Candidate Targets Pipeline
Drugs, Antitoxins, and Vaccines
As part of NMPDR’s efforts to provide web-based resources to the scientific community
conducting research on organisms considered to be potential agents of biowarfare or bioterrorism
or to cause emerging or re-emerging diseases, the NMPDR Targets Pipeline, currently in development,
explores bioinformatic target identification coupled with in silico docking analysis.
A growing collection of candidate targets for therapeutic intervention is being generated from
NMPDR sequence data, curated literature annotations, and structural data from
Protein Data Bank (PDB). Our goal is to computationally select
sets of small organic compounds that have the potential to alter bacterial viability, virulence,
toxicity, or stimulation of the host immune response by interacting with these target proteins.
Reports of experimental evidence for essentiality, virulence, antibiotic susceptibility or resistance,
surface expression, secretion, and toxicity have been annotated as "attributes" of protein sequences in the NMPDR.
The curation effort represents a first pass through the literature, simply for proof of concept of the
downstream analysis. Only a few reports of high-throughput screening for such characteristics in important
pathogens have been encoded as attributes of the respective genes. We welcome suggestions
of literature that should be curated. These annotated characteristics are used to identify target proteins for in silico screening.
In addition to designated target proteins, which have both a PDB match and a curated annotation of a characteristic that implicates it as a specific target, all proteins with homologs in PDB have been compiled for one representative strain of each of the NMPDR organisms. These virtual structural proteomes, or homologous structural proteomes, are presented in tables with links to NMPDR protein pages and PDB. These tables provide a resource for target discovery.
Tables of potential targets of therapeutic molecular interactions are automatically generated from the NMPDR database according to annotations and BLASTP matches to proteins in PDB, which have experimentally determined structures. These proteins are presented in separate tables for drug, antitoxin, and vaccine targets. Entries are specific for a particular pathogenic strain and include links to NMPDR protein pages, PDB and the literature.
A curated subset of proteins that are essential in S. aureus
and/or S. pneumoniae
, have homologs in many of the bacterial priority pathogens, have a homolog in PDB with an experimentally solved structure, and have been included in a subsystem by NMPDR curators are presented in a table with links to both biochemical and structural data. These represent potential targets of broad-spectrum antibiotics and are the first set of targets to be used for computational molecular docking.
Taking advantage of the specific high performance computing capabilities at Argonne National Laboratory
and the Universiy of Chicago, we have deployed two automated docking systems (DOCK5 and Auto Dock? ) to to do
in silico screens of small compound structures against the three-dimensional structures of
selected targets. In silico screening involves computational molecular docking of a library of
compounds against a protein structure using an algorithm to compute the binding energy of a ligand to a
protein structure. Preliminary results for a few targets have been used to optimize a novel method for compound selection.
Potential drug compounds are taken from the ZINC database. ZINC is a free database of more than 4.6 million, commercially available compounds, which are presented in ready-to-dock, 3D formats with links to vendors. Compounds are thus available for biochemical or virtual screening. Other sources of information about small chemical compounds that may be used as potential drugs include ChemDB, Super Drug Database, DrugBank, and Drugs@FDA.
Identification of candidate targets and in silico screening follows these steps:
- Find published evidence for characteristics such as essential for viability, antibiotic target, antibiotic resistance factor, virulence factor, surface determinant, or toxin.
- Screen annotated functional roles and subsystem associations of genes with any of these characteristics to find those that are common among the pathogens but functionally or structurally distinct from the host.
- Compare candidate sequences to the Protein Data Bank (PDB) with BLASTP to find homologous proteins with experimentally solved structures.
- Compute the number and size of potential active sites on the PDB coordinates of the remaining candidates with the PASS (Putative Active Sites with Spheres) algorithm.

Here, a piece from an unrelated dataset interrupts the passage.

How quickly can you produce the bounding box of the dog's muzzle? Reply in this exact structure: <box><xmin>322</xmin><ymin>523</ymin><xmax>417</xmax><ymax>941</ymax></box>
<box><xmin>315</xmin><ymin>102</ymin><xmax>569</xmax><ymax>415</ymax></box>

- Use DOCK5 configured for fast, large library screening to compute the binding energy with the target protein of 1500 compounds randomly chosen from the ZINC database.
- Train a back propagation neural network specific for the target with the resulting docking energies and a multi-dimensional orthologous vector describing the nine quantitative properties associated with these compounds.
- Use the neural net to predict the binding energies of all compounds in the ZINC database and select a set of compounds enriched for probable ligands.
- Use DOCK5 to compute the binding energies with the target protein of each compound in this enriched set of ligands.
- Create visualizations of top-ranked ligands bound to the protein to inspect interactions between ligand functional groups and key residues of the protein.